The usual breakfast cup is not just some kind of tradition. Coffee is rich in beneficial antioxidants. Studies have shown that those who drink coffee frequently have a lower risk of developing dementia. However, you should not add too much cream and sugar to your coffee – you do not need extra calories.
Try yogurt, especially with fresh fruit or whole grains. The vitamins and minerals in yogurt help relieve stress and give your body and brain more energy. In addition, studies show that probiotics (such as those found in live and active cultured yogurts) help maintain cognitive function and prevent age-related memory loss.
Perhaps the most beneficial are egg yolks. It is rich in important minerals and vitamins, such as vitamins A, D, E and K. When you eat eggs, your brain uses these vitamins to support memory and improve connections between brain cells. Boil eggs and try them with chopped vegetables and hummus or eat them for breakfast, like an omelette with spinach, tomatoes and onions.
Oatmeal, barley and other whole grains are rich in excellent complex carbohydrates that nourish the brain. Oats contain soluble fiber, remove cholesterol from the body and do not form atherosclerotic plaques in the arteries. The arteries are cleansed and provide good blood flow, reducing the risk of stroke and dementia. Whole grains are also a staple of the Mediterranean diet, a diet that improves cognitive performance compared to a low-fat diet.
Blackberries are a superfood rich in antioxidants. It has anti-inflammatory action on the cells of the body, including brain cells, improves motor function and learning ability. The powerful antioxidants in berries are phytochemical. They are the ones that give fruits and vegetables their unique color and foods with a high content in them are more effective in improving your health. These substances are found in decent amounts in blackberries.
Carotenoids are a class of phytochemicals that give bright yellow, red and orange hues to many fruits and vegetables and lutein is one of the most important of these. Greens are the most important source of lutein. Surprisingly, dark green vegetables such as kale are rich in lutein, although it is considered a yellow pigment. Recently, high levels of lutein have been shown to have a positive effect on brain function, including in children. Levels of lutein and zeaxanthin (another important carotenoid) in our body can be measured in the macula (retina). This is related to their number in the brain. In turn, the degree of pigmentation in the brain is related to math and writing skills in children, as well as to the function of hearing in both older and relatively young people. A scientific study in about 1,000 seniors, previously published in the journal Neurology, confirmed that eating green leafy vegetables every day slows the cognitive decline with age.

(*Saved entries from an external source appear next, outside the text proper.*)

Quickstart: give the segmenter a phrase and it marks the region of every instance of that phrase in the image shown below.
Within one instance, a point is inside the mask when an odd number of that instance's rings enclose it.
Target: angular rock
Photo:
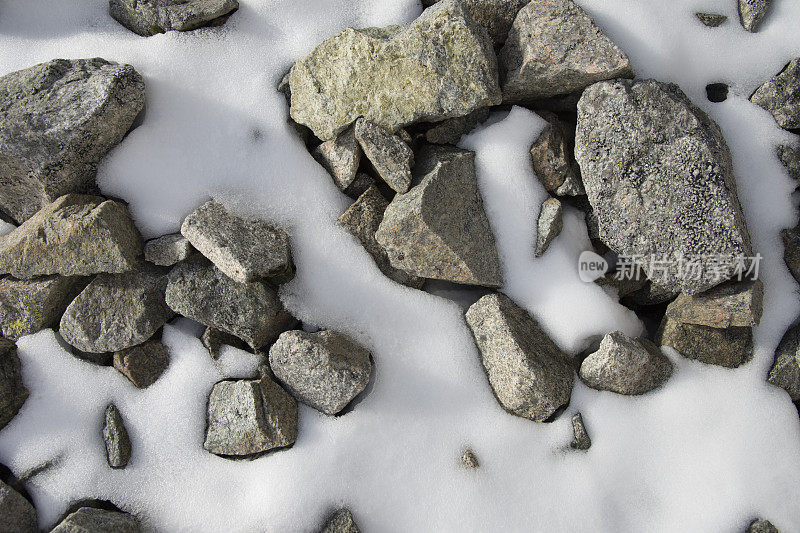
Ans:
[[[93,188],[97,164],[144,109],[130,65],[54,59],[0,78],[0,210],[23,222]]]
[[[778,159],[780,159],[789,175],[800,182],[800,146],[782,144],[776,150]]]
[[[625,296],[625,305],[631,307],[646,307],[669,303],[678,297],[680,292],[665,289],[644,278],[644,285]]]
[[[108,466],[111,468],[128,466],[128,461],[131,459],[131,439],[128,437],[122,415],[113,403],[106,407],[103,442],[106,444]]]
[[[719,13],[697,12],[694,15],[700,20],[700,22],[702,22],[709,28],[716,28],[717,26],[721,25],[723,22],[728,20],[728,17],[726,17],[725,15],[720,15]]]
[[[601,80],[633,77],[625,52],[572,0],[528,3],[514,19],[498,59],[504,103],[580,92]]]
[[[167,305],[201,324],[261,348],[294,323],[275,289],[264,282],[237,283],[202,257],[189,258],[169,275]]]
[[[164,301],[166,286],[166,270],[145,262],[124,274],[100,274],[64,311],[59,333],[90,353],[141,344],[173,316]]]
[[[223,344],[239,348],[240,350],[247,350],[247,343],[242,339],[216,328],[206,328],[203,335],[200,337],[200,342],[206,347],[212,359],[219,358],[219,351]]]
[[[359,533],[349,509],[339,509],[328,519],[322,533]]]
[[[675,348],[689,359],[728,368],[738,367],[753,353],[752,328],[712,328],[683,324],[669,317],[661,322],[655,341]]]
[[[22,373],[17,346],[0,338],[0,429],[16,416],[28,399],[28,389],[22,383]]]
[[[143,37],[224,24],[237,0],[109,0],[114,19]]]
[[[345,408],[369,383],[369,352],[335,331],[281,333],[269,366],[292,396],[326,415]]]
[[[750,101],[772,113],[781,128],[800,128],[800,57],[756,89]]]
[[[181,233],[228,277],[240,283],[294,275],[289,236],[263,220],[246,220],[211,200],[186,217]]]
[[[781,231],[783,261],[794,279],[800,283],[800,225]]]
[[[325,167],[341,191],[346,191],[356,179],[361,162],[361,146],[356,142],[353,127],[347,128],[335,139],[320,144],[311,155]]]
[[[376,180],[366,172],[359,172],[356,174],[356,179],[350,184],[347,189],[344,190],[344,193],[352,198],[353,200],[357,199],[359,196],[364,194],[367,189],[376,185]]]
[[[0,481],[0,531],[36,533],[36,509],[19,492]]]
[[[478,458],[475,457],[475,452],[467,448],[464,450],[464,453],[461,454],[461,462],[464,463],[464,466],[467,468],[478,468],[480,463],[478,463]]]
[[[592,447],[592,439],[586,432],[586,427],[583,425],[583,417],[580,413],[572,417],[572,442],[570,447],[576,450],[588,450]]]
[[[739,0],[739,21],[749,32],[758,31],[758,25],[767,14],[772,0]]]
[[[539,221],[536,231],[536,257],[541,257],[550,247],[550,243],[558,237],[564,228],[561,219],[561,202],[555,198],[548,198],[542,202],[539,210]]]
[[[800,400],[800,321],[783,334],[767,381],[785,389],[793,402]]]
[[[580,172],[573,161],[573,135],[549,112],[541,112],[548,126],[531,145],[533,171],[547,192],[558,196],[586,194]]]
[[[637,395],[666,383],[672,375],[672,363],[649,340],[614,331],[583,360],[579,374],[593,389]]]
[[[489,118],[489,108],[476,109],[463,117],[448,118],[425,132],[425,140],[433,144],[456,144],[461,136]]]
[[[503,294],[489,294],[466,319],[506,411],[545,422],[569,403],[574,372],[568,356],[524,309]]]
[[[50,533],[139,533],[141,530],[138,520],[128,513],[81,507]]]
[[[147,341],[114,354],[114,368],[139,389],[156,382],[169,366],[169,349],[159,341]]]
[[[753,520],[747,527],[747,533],[779,533],[778,528],[772,525],[769,520],[758,518]]]
[[[425,7],[439,0],[422,0]],[[530,0],[464,0],[472,20],[486,28],[496,45],[502,45],[519,10]],[[433,142],[433,141],[431,141]]]
[[[297,438],[297,402],[269,377],[220,381],[208,400],[203,448],[247,456],[290,446]]]
[[[194,251],[189,240],[180,233],[171,233],[144,243],[144,259],[158,266],[180,263]]]
[[[666,316],[684,324],[712,328],[752,327],[761,320],[764,285],[756,281],[728,282],[702,294],[680,294]]]
[[[347,28],[300,58],[289,85],[292,118],[322,140],[360,116],[395,131],[501,100],[492,43],[456,0],[410,24]]]
[[[600,238],[653,283],[697,294],[752,255],[722,132],[676,85],[614,80],[587,88],[575,156]],[[680,257],[699,268],[679,268]]]
[[[125,206],[68,194],[0,239],[0,274],[31,279],[127,272],[141,253],[141,237]]]
[[[500,287],[500,259],[478,191],[475,154],[428,146],[418,159],[419,185],[395,196],[375,233],[392,266],[423,278]]]
[[[398,135],[363,118],[356,121],[355,136],[381,179],[395,191],[406,192],[414,165],[411,148]]]

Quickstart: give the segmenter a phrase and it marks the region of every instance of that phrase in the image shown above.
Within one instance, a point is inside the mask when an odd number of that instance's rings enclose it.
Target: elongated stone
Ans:
[[[800,321],[783,334],[767,381],[785,389],[792,401],[800,400]]]
[[[11,340],[58,324],[64,310],[89,283],[85,277],[0,279],[0,331]]]
[[[17,346],[0,337],[0,429],[11,422],[28,399],[21,368]]]
[[[171,233],[144,243],[144,258],[154,265],[172,266],[194,251],[189,240],[180,233]]]
[[[775,150],[783,166],[789,175],[800,182],[800,146],[793,144],[781,144]]]
[[[708,26],[709,28],[716,28],[717,26],[721,25],[723,22],[728,20],[728,17],[725,15],[720,15],[718,13],[695,13],[695,16]]]
[[[739,20],[749,32],[758,31],[758,26],[767,14],[772,0],[739,0]]]
[[[139,389],[146,389],[169,366],[169,350],[159,341],[147,341],[114,354],[114,368]]]
[[[0,531],[36,533],[36,509],[19,492],[0,481]]]
[[[143,37],[219,26],[239,8],[236,0],[109,0],[114,19]]]
[[[531,145],[533,172],[551,194],[586,194],[577,164],[573,161],[571,144],[574,135],[555,114],[540,112],[540,115],[548,125]]]
[[[592,439],[586,432],[586,426],[583,425],[583,417],[580,413],[576,413],[572,417],[572,442],[570,447],[576,450],[588,450],[592,447]]]
[[[395,191],[406,192],[411,185],[414,164],[411,148],[398,135],[363,118],[356,121],[355,134],[381,179]]]
[[[548,198],[542,202],[536,226],[536,251],[534,255],[541,257],[550,247],[550,243],[558,237],[564,228],[564,221],[561,219],[561,202],[556,198]]]
[[[775,117],[783,129],[800,128],[800,57],[756,89],[750,101]]]
[[[106,444],[106,460],[111,468],[125,468],[131,459],[131,439],[122,421],[119,409],[113,403],[106,407],[103,424],[103,441]]]
[[[342,192],[356,179],[361,162],[361,146],[356,142],[353,127],[347,128],[335,139],[320,144],[311,155],[325,167]]]
[[[800,283],[800,225],[781,231],[783,241],[783,261],[792,273],[792,277]]]
[[[752,327],[761,320],[764,285],[760,281],[728,282],[696,296],[678,295],[666,316],[684,324],[713,328]]]
[[[139,521],[128,513],[81,507],[50,533],[139,533],[141,530]]]
[[[328,519],[322,533],[359,533],[349,509],[339,509]]]
[[[753,328],[713,328],[664,317],[655,341],[682,356],[710,365],[736,368],[753,353]]]

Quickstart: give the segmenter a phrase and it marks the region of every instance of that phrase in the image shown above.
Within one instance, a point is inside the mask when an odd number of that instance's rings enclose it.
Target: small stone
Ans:
[[[203,448],[248,456],[290,446],[297,438],[297,402],[269,377],[220,381],[208,400]]]
[[[667,307],[666,316],[712,328],[752,327],[761,320],[763,300],[760,281],[732,281],[696,296],[680,294]]]
[[[32,280],[0,279],[0,332],[11,340],[58,324],[89,278],[47,276]]]
[[[573,160],[571,145],[574,135],[558,117],[549,112],[540,115],[548,122],[531,145],[533,172],[547,192],[558,196],[586,194],[581,183],[580,171]]]
[[[700,20],[700,22],[702,22],[709,28],[716,28],[717,26],[728,20],[728,17],[726,17],[725,15],[720,15],[718,13],[697,12],[694,15]]]
[[[448,118],[425,132],[425,140],[434,144],[456,144],[461,136],[489,118],[489,108],[476,109],[463,117]]]
[[[81,507],[50,533],[139,533],[141,530],[139,522],[128,513]]]
[[[728,99],[728,89],[730,89],[730,87],[728,87],[727,83],[709,83],[706,85],[706,98],[709,102],[724,102]]]
[[[561,219],[561,202],[555,198],[548,198],[542,202],[537,228],[535,255],[541,257],[564,228],[564,222]]]
[[[600,348],[581,363],[581,380],[589,387],[637,395],[657,389],[672,375],[672,363],[647,339],[621,331],[609,333]]]
[[[789,175],[796,181],[800,182],[800,146],[781,144],[776,150],[778,159],[780,159]]]
[[[583,425],[583,417],[580,413],[572,417],[572,442],[570,447],[576,450],[588,450],[592,447],[592,439],[586,432],[586,426]]]
[[[771,3],[772,0],[739,0],[739,20],[742,27],[749,32],[757,31]]]
[[[738,367],[753,353],[753,329],[749,327],[711,328],[665,316],[655,340],[689,359],[727,368]]]
[[[353,180],[353,183],[351,183],[350,186],[344,190],[344,193],[355,200],[364,194],[367,189],[375,186],[376,183],[377,182],[375,181],[375,178],[366,172],[359,172],[356,174],[356,179]]]
[[[106,443],[108,466],[111,468],[128,466],[128,461],[131,459],[131,439],[128,437],[122,415],[113,403],[106,407],[103,441]]]
[[[789,326],[781,338],[767,381],[785,389],[793,402],[800,400],[800,321]]]
[[[289,236],[263,220],[246,220],[211,200],[191,213],[181,233],[228,277],[240,283],[277,282],[294,275]]]
[[[17,346],[8,339],[0,338],[0,429],[11,422],[28,399],[21,368]]]
[[[361,162],[361,146],[356,142],[352,126],[335,139],[317,146],[311,155],[325,167],[341,191],[346,191],[356,179],[358,164]]]
[[[114,20],[142,37],[224,24],[236,0],[109,0]]]
[[[528,3],[498,59],[503,103],[580,92],[601,80],[634,75],[625,52],[572,0]]]
[[[141,253],[141,237],[125,206],[68,194],[0,239],[0,274],[31,279],[127,272]]]
[[[269,349],[272,371],[292,395],[326,415],[344,409],[369,383],[369,352],[335,331],[282,333]]]
[[[100,274],[64,311],[59,333],[90,353],[141,344],[173,316],[164,301],[166,286],[166,270],[145,262],[124,274]]]
[[[464,450],[464,453],[461,454],[461,462],[464,463],[464,466],[467,468],[478,468],[480,466],[478,458],[475,457],[475,452],[470,449]]]
[[[339,509],[328,519],[322,533],[359,533],[349,509]]]
[[[240,350],[247,350],[247,343],[230,333],[225,333],[217,328],[206,328],[200,337],[200,342],[206,347],[212,359],[219,358],[219,351],[223,345],[233,346]]]
[[[595,283],[603,287],[606,293],[612,294],[615,298],[625,298],[635,293],[647,284],[647,278],[640,272],[639,275],[628,276],[621,271],[612,271],[602,278],[594,280]],[[611,292],[609,292],[611,291]]]
[[[660,285],[650,282],[642,276],[644,284],[625,296],[624,304],[631,307],[647,307],[650,305],[661,305],[669,303],[678,297],[680,292],[666,289]]]
[[[0,481],[0,531],[36,533],[36,509],[19,492]]]
[[[545,422],[569,403],[574,372],[568,356],[524,309],[503,294],[488,294],[466,319],[506,411]]]
[[[139,389],[156,382],[169,366],[169,349],[159,341],[147,341],[114,354],[114,368]]]
[[[355,135],[364,155],[383,181],[397,192],[406,192],[414,165],[411,148],[399,136],[363,118],[356,121]]]
[[[772,113],[781,128],[800,128],[800,57],[756,89],[750,101]]]
[[[392,266],[423,278],[500,287],[500,259],[478,191],[475,154],[428,146],[418,159],[419,185],[395,196],[375,233]]]
[[[779,533],[778,528],[772,525],[769,520],[758,518],[750,523],[747,533]]]
[[[171,233],[144,243],[144,258],[154,265],[172,266],[189,257],[194,248],[180,233]]]
[[[800,225],[781,231],[783,261],[794,279],[800,283]]]

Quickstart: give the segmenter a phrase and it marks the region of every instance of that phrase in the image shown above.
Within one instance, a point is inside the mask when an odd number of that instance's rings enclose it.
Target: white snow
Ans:
[[[800,4],[779,1],[757,34],[735,2],[579,0],[631,57],[641,77],[678,83],[722,127],[755,247],[764,255],[765,312],[753,361],[715,368],[669,351],[676,370],[654,393],[629,398],[577,379],[551,424],[504,412],[492,396],[463,306],[480,291],[434,284],[433,294],[382,276],[335,225],[350,200],[285,123],[274,90],[286,69],[348,25],[412,20],[412,0],[240,0],[220,28],[138,37],[105,0],[4,0],[0,74],[54,57],[101,56],[134,65],[147,83],[144,122],[105,160],[102,190],[130,202],[146,237],[176,231],[210,196],[287,226],[297,277],[281,296],[306,327],[345,331],[375,358],[371,390],[344,416],[300,408],[297,443],[254,461],[202,449],[216,381],[255,372],[254,356],[226,348],[213,361],[181,320],[164,328],[172,361],[150,388],[69,355],[51,331],[18,343],[31,396],[0,432],[0,462],[23,475],[40,525],[70,502],[108,499],[159,531],[312,531],[347,505],[363,531],[741,531],[756,516],[800,530],[800,423],[788,395],[765,383],[774,348],[800,312],[778,232],[796,222],[793,184],[774,156],[790,139],[747,96],[800,56]],[[730,19],[704,27],[695,11]],[[712,104],[705,85],[725,81]],[[543,127],[512,109],[462,140],[477,152],[479,182],[497,236],[505,291],[569,351],[636,317],[577,276],[588,247],[579,214],[533,259],[545,198],[527,148]],[[133,457],[105,463],[103,409],[125,418]],[[587,453],[568,449],[581,411]],[[471,447],[481,467],[461,466]]]

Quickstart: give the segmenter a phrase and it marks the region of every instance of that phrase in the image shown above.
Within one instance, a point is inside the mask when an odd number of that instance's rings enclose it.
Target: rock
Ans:
[[[706,85],[706,98],[709,102],[724,102],[728,99],[729,89],[727,83],[709,83]]]
[[[564,228],[564,222],[561,219],[561,202],[555,198],[548,198],[542,202],[537,228],[535,255],[541,257]]]
[[[124,274],[100,274],[69,304],[59,333],[90,353],[141,344],[173,316],[164,301],[166,286],[166,270],[145,262]]]
[[[131,459],[131,439],[117,406],[106,407],[103,424],[103,441],[106,443],[106,460],[111,468],[125,468]]]
[[[758,518],[750,523],[747,533],[779,533],[778,528],[772,525],[769,520]]]
[[[180,233],[171,233],[144,243],[144,258],[154,265],[172,266],[192,254],[192,245]]]
[[[800,182],[800,146],[782,144],[776,152],[792,179]]]
[[[750,101],[772,113],[781,128],[800,128],[800,57],[756,89]]]
[[[206,328],[203,335],[200,337],[200,341],[203,343],[203,346],[206,347],[208,353],[211,354],[212,359],[219,358],[219,351],[223,344],[239,348],[240,350],[247,350],[247,343],[242,339],[216,328]]]
[[[800,225],[781,231],[783,261],[794,279],[800,283]]]
[[[718,13],[697,12],[694,15],[700,20],[700,22],[702,22],[709,28],[716,28],[717,26],[728,20],[728,17],[726,17],[725,15],[720,15]]]
[[[208,400],[203,448],[247,456],[290,446],[297,438],[297,402],[269,377],[220,381]]]
[[[461,454],[461,462],[464,463],[464,466],[467,468],[478,468],[480,463],[478,463],[478,458],[475,457],[475,452],[467,448],[464,450],[464,453]]]
[[[545,422],[569,403],[574,372],[568,356],[524,309],[503,294],[488,294],[466,319],[506,411]]]
[[[364,249],[372,256],[375,264],[378,265],[378,268],[386,277],[397,283],[419,289],[422,287],[424,280],[394,268],[389,261],[389,256],[386,255],[384,249],[375,239],[375,232],[383,220],[383,213],[388,205],[389,202],[381,195],[380,191],[375,186],[370,186],[339,217],[339,224],[361,241]]]
[[[32,280],[0,279],[0,332],[11,340],[58,324],[88,278],[47,276]]]
[[[665,289],[651,283],[646,277],[644,285],[625,296],[624,304],[630,307],[647,307],[669,303],[678,297],[680,292]]]
[[[0,210],[17,222],[94,187],[97,164],[144,109],[130,65],[54,59],[0,78]]]
[[[531,145],[533,172],[547,192],[558,196],[586,194],[573,161],[573,137],[564,123],[549,112],[541,112],[548,126]]]
[[[17,346],[8,339],[0,338],[0,429],[11,422],[28,399],[21,366]]]
[[[793,402],[800,400],[800,321],[795,321],[784,333],[767,381],[785,389]]]
[[[236,0],[109,0],[114,19],[143,37],[224,24],[239,9]]]
[[[722,132],[678,86],[614,80],[587,88],[575,156],[600,238],[653,283],[697,294],[752,255]]]
[[[0,239],[0,274],[31,279],[127,272],[141,253],[141,237],[125,206],[68,194]]]
[[[356,121],[355,135],[381,179],[395,191],[406,192],[414,165],[411,148],[399,136],[363,118]]]
[[[675,348],[689,359],[728,368],[738,367],[753,353],[752,328],[712,328],[683,324],[669,317],[662,320],[655,341]]]
[[[369,383],[369,351],[335,331],[281,333],[269,349],[275,377],[299,401],[326,415],[345,408]]]
[[[423,278],[500,287],[500,259],[478,191],[475,154],[426,147],[414,175],[419,185],[395,196],[375,233],[392,266]]]
[[[0,531],[37,533],[36,509],[19,492],[0,481]]]
[[[339,509],[328,519],[322,533],[359,533],[349,509]]]
[[[128,513],[81,507],[61,521],[50,533],[139,533],[139,522]]]
[[[672,363],[649,340],[614,331],[583,360],[579,374],[593,389],[637,395],[666,383],[672,375]]]
[[[492,43],[456,0],[410,24],[345,29],[295,63],[289,86],[292,118],[322,140],[361,116],[394,132],[501,100]]]
[[[433,144],[456,144],[461,136],[489,118],[489,108],[476,109],[463,117],[448,118],[425,132],[425,140]]]
[[[702,294],[680,294],[666,316],[684,324],[712,328],[752,327],[761,320],[764,285],[760,281],[728,282]]]
[[[626,296],[635,293],[639,289],[644,288],[648,283],[647,278],[643,275],[628,277],[627,275],[620,277],[619,271],[608,272],[602,278],[594,280],[595,283],[603,287],[606,293],[611,294],[615,298],[625,298]],[[609,292],[609,290],[611,292]]]
[[[159,341],[147,341],[114,354],[114,368],[139,389],[155,383],[168,366],[169,349]]]
[[[739,0],[739,20],[742,27],[749,32],[757,31],[771,3],[772,0]]]
[[[246,220],[211,200],[191,213],[181,233],[228,277],[240,283],[294,275],[289,236],[263,220]]]
[[[570,447],[576,450],[588,450],[592,447],[592,439],[586,432],[586,427],[583,425],[583,417],[580,413],[572,417],[572,442]]]
[[[346,191],[356,179],[358,164],[361,162],[361,146],[356,142],[352,126],[335,139],[317,146],[311,155],[325,167],[341,191]]]
[[[422,0],[424,7],[439,0]],[[496,45],[502,45],[519,10],[530,0],[464,0],[472,20],[486,29]]]
[[[344,193],[352,198],[353,200],[357,199],[359,196],[364,194],[367,189],[372,186],[376,185],[375,178],[367,174],[366,172],[358,172],[356,174],[356,179],[353,180],[353,183],[350,184],[347,189],[344,190]]]
[[[294,323],[275,289],[264,282],[237,283],[202,257],[189,258],[169,275],[167,305],[201,324],[261,348]]]
[[[503,103],[580,92],[601,80],[634,75],[625,52],[572,0],[523,7],[498,60]]]

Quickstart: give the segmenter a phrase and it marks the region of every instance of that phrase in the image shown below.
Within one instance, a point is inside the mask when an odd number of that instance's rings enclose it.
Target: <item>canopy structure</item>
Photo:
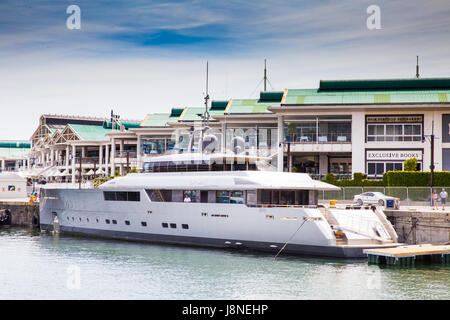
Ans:
[[[102,189],[161,190],[340,190],[341,188],[313,180],[306,173],[271,171],[205,171],[130,173],[100,186]]]

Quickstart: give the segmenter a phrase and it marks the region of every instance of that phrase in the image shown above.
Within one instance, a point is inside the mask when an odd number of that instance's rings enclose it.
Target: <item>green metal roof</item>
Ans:
[[[450,90],[450,78],[321,80],[319,90]]]
[[[121,125],[125,127],[125,129],[130,128],[139,128],[139,122],[120,122]],[[103,121],[103,128],[105,129],[112,129],[112,122],[111,121]],[[118,129],[118,128],[116,128]]]
[[[260,102],[281,102],[284,91],[261,91],[259,94]]]
[[[227,108],[228,100],[213,100],[211,101],[211,108],[209,110],[222,110]]]
[[[184,108],[172,108],[171,112],[170,112],[170,116],[173,117],[179,117],[181,116],[181,114],[183,113]]]
[[[260,102],[259,99],[233,99],[227,113],[271,113],[267,110],[268,106],[279,107],[280,102]]]
[[[208,110],[210,116],[221,115],[223,110]],[[189,107],[183,112],[183,115],[179,118],[180,121],[202,121],[202,116],[205,113],[203,107]]]
[[[261,91],[259,99],[232,99],[227,113],[271,113],[267,107],[279,107],[283,94],[283,91]]]
[[[31,148],[30,142],[0,141],[0,148]]]
[[[104,141],[109,140],[106,135],[111,132],[119,132],[118,130],[112,130],[103,128],[103,126],[92,126],[84,124],[69,124],[69,126],[78,134],[82,140],[88,141]]]
[[[151,113],[148,114],[144,121],[141,122],[142,127],[167,127],[168,122],[176,122],[179,116],[171,116],[170,113]]]
[[[322,91],[289,89],[285,105],[298,104],[376,104],[450,102],[448,90],[354,90]]]

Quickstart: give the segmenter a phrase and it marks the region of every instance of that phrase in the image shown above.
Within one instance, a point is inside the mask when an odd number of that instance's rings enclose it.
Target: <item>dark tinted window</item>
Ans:
[[[113,220],[113,224],[117,224],[117,220]]]
[[[106,219],[105,222],[106,222],[107,224],[110,224],[110,223],[111,223],[111,221],[109,221],[109,219]]]
[[[117,201],[127,201],[127,192],[125,191],[119,191],[116,192],[116,200]]]
[[[168,228],[169,225],[168,225],[167,223],[163,222],[163,223],[162,223],[162,227],[163,227],[163,228]]]
[[[104,191],[103,195],[107,201],[141,201],[139,191]]]
[[[176,223],[171,223],[171,224],[170,224],[170,227],[173,228],[173,229],[175,229],[175,228],[177,227],[177,224],[176,224]]]
[[[183,229],[189,229],[189,225],[187,225],[187,224],[182,224],[181,227],[182,227]]]
[[[139,192],[128,192],[128,201],[141,201],[141,194]]]
[[[130,221],[126,220],[126,221],[125,221],[125,224],[126,224],[127,226],[129,226],[129,225],[130,225]]]
[[[147,222],[142,221],[142,222],[141,222],[141,226],[146,227],[146,226],[147,226]]]
[[[103,192],[103,195],[105,197],[105,200],[108,200],[108,201],[116,200],[116,193],[113,191],[105,191],[105,192]]]

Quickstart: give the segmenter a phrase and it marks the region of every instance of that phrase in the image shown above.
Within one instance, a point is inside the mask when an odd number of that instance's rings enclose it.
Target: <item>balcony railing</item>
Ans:
[[[137,158],[137,152],[136,151],[116,151],[115,155],[116,158]]]
[[[285,136],[286,141],[291,143],[350,143],[351,133],[305,133],[291,134]]]

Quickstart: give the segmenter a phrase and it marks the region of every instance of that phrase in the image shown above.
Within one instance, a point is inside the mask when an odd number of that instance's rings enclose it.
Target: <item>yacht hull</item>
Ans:
[[[93,237],[282,254],[363,258],[364,249],[393,244],[337,245],[317,208],[244,204],[105,201],[97,189],[46,189],[40,203],[43,231]]]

If you eat green cabbage and spinach regularly, you can really improve your brain function.
Thus, the best foods for brain health are: nuts, fish, avocados, rosemary spices, coffee, Greek yogurt, eggs, whole grains, citrus blueberries, kale.
All of these products are part of the so-called MIND diet. The MIND diet is a complete diet that helps maintain brain function. It is based on foods such as berries, green leafy vegetables, whole grains, nuts, beans and fatty fish. By following the MIND diet, you can reduce your risk of cognitive impairment, Alzheimer’s disease, as well as cardiovascular and many other diseases.